Dass Schmidt die Quoten mehr oder weniger egal geworden sind, war aber auch schon zu Sat.1-Zeiten zu sehen. Eine komplette Sendung mit den Bochumer Symphonikern war in diesem Jahr sicherlich für den typischen Sat.1-Zuschauer gewöhnungsbedürftig - doch seine Absetzung war zu diesem Zeitpunkt ohnehin schon besiegelt. Bei Sky setzte Schmidt gleich bei seiner Premiere ein Zeichen in Richtung Hochkultur: Nein, die großen Stars aus Film und Fernsehen blieben am Dienstag aus, dafür fanden mit Sol Gabetta und Hélène Grimaud eine Cellistin und eine Pianistin den Weg ins Studio. Das ist ohne Zweifel aller Ehren wert und doch würde Schmidt selbst – oder besser gesagt: gerade – in der Pay-TV-Nische in Zukunft ein wenig mehr Mainstream gut zu Gesicht stehen.

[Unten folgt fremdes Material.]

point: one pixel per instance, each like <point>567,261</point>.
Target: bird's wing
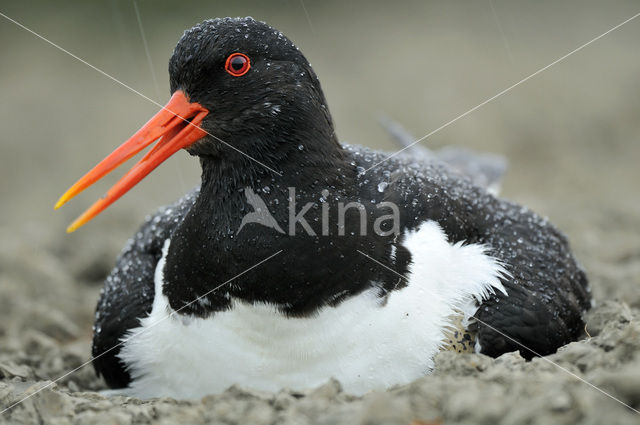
<point>547,292</point>
<point>128,292</point>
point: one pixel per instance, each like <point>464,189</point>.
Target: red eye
<point>237,64</point>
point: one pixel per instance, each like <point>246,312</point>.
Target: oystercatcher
<point>293,261</point>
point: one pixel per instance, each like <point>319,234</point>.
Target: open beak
<point>177,125</point>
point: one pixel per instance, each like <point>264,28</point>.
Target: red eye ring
<point>237,64</point>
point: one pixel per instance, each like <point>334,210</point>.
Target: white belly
<point>364,343</point>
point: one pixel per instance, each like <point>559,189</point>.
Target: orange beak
<point>177,125</point>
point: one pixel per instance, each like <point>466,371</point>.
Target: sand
<point>571,137</point>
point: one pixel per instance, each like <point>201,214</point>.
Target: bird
<point>369,265</point>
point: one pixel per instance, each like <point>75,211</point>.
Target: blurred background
<point>571,134</point>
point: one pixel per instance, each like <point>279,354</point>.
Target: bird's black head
<point>262,95</point>
<point>244,99</point>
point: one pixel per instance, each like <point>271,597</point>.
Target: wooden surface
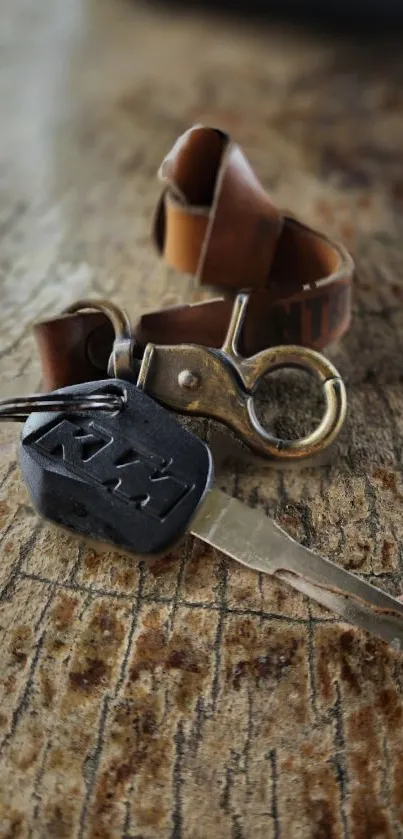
<point>192,698</point>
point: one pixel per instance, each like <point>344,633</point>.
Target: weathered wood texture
<point>193,698</point>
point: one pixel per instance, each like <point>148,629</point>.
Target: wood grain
<point>190,698</point>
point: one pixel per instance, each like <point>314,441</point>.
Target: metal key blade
<point>253,539</point>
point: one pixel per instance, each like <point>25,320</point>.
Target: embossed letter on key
<point>138,479</point>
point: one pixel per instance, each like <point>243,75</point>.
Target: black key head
<point>133,478</point>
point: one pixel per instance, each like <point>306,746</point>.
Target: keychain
<point>108,462</point>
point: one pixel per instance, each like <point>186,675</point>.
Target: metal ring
<point>20,408</point>
<point>335,402</point>
<point>120,365</point>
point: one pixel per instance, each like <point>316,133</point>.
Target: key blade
<point>254,540</point>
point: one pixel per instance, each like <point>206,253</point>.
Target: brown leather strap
<point>215,220</point>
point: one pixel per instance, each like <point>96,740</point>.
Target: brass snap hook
<point>221,384</point>
<point>252,370</point>
<point>120,365</point>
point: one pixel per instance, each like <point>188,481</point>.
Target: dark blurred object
<point>364,13</point>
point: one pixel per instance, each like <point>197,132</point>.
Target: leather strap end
<point>73,348</point>
<point>214,218</point>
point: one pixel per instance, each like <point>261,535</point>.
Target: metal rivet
<point>188,380</point>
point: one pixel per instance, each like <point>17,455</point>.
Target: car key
<point>135,477</point>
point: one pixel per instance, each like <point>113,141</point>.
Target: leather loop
<point>215,208</point>
<point>215,220</point>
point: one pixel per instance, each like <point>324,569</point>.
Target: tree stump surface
<point>192,698</point>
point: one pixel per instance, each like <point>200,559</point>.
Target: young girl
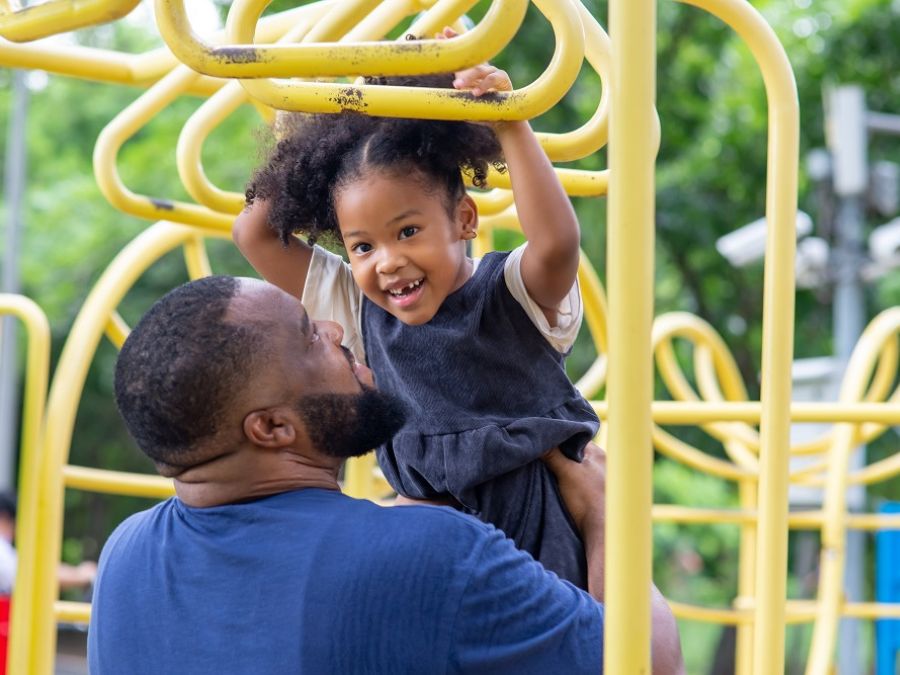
<point>474,348</point>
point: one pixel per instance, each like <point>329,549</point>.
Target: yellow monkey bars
<point>339,39</point>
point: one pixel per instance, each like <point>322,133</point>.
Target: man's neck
<point>250,474</point>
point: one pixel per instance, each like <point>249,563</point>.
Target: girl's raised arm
<point>550,261</point>
<point>283,266</point>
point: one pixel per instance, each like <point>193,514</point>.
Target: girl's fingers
<point>481,79</point>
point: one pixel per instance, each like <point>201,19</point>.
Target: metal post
<point>14,189</point>
<point>848,141</point>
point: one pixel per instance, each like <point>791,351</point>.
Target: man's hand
<point>583,486</point>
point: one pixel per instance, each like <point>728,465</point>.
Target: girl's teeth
<point>406,289</point>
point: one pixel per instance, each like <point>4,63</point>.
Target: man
<point>261,565</point>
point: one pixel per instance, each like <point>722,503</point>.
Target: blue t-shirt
<point>313,581</point>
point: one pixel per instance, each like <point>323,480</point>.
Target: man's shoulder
<point>141,520</point>
<point>439,526</point>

Genau das war dann auch das Problem der Premiere: Dass der Talk mit den beiden Klassik-Stars ein gutes Drittel der Show vereinnahmte, war dann doch etwas zu viel des Guten. Sidekick Klaas Heufer-Umlauf bekam dagegen nach einem vor allem hinsichtlich der langen Sommerpause reichlich durchwachsenem Warm-Up viel zu wenig Präsenz. Und überhaupt: Sich gemeinsam über den Verlag von Bettina Wulffs angekündigtem Buch auszulassen, war zwar nett – mehr aber auch nicht. Da wäre, wie auch bei der Sendungslänge, mehr drin gewesen. Ein paar nette Witzchen über Schmidts neue TV-Heimat konnten zudem nicht über die Schwächen der ersten Sendung hinwegtrösten. Besonders heruntergekommene Sky-Kneipen zu zeigen, erwies sich aber zumindest als spaßige Idee. Allzu lang trug aber auch das nicht.

„Man kann sich’s nicht aussuchen“, witzelte Schmidt am Ende des Warm-Ups über den Sender-Wechsel von Thomas Gottschalk. Doch auch der einst vom Feuilleton gefeierte Moderator hat sich seinen neuen Sender gewiss nicht ganz freiwillig ausgesucht: So schön es auch sein mag, ohne Quoten-Druck senden zu können – dass er es zuletzt ganz offensichtlich nicht mehr schaffte, mit seiner Late-Night-Show ein breites Publikum anzusprechen, gehört eben auch zur Wahrheit. Bleibt zu hoffen, dass sich Harald Schmidt im Bezahlfernsehen nun nicht voll und ganz der Hochkultur verschreiben wird. Er könnte es sich zwar ohne Zweifel erlauben, doch eines scheint schon jetzt gewiss: Sky wird Schmidts letzte Station im deutschen Fernsehen sein. Er sollte diese Chance nicht verspielen, denn Hochkultur kommt bekanntlich vor dem Fall.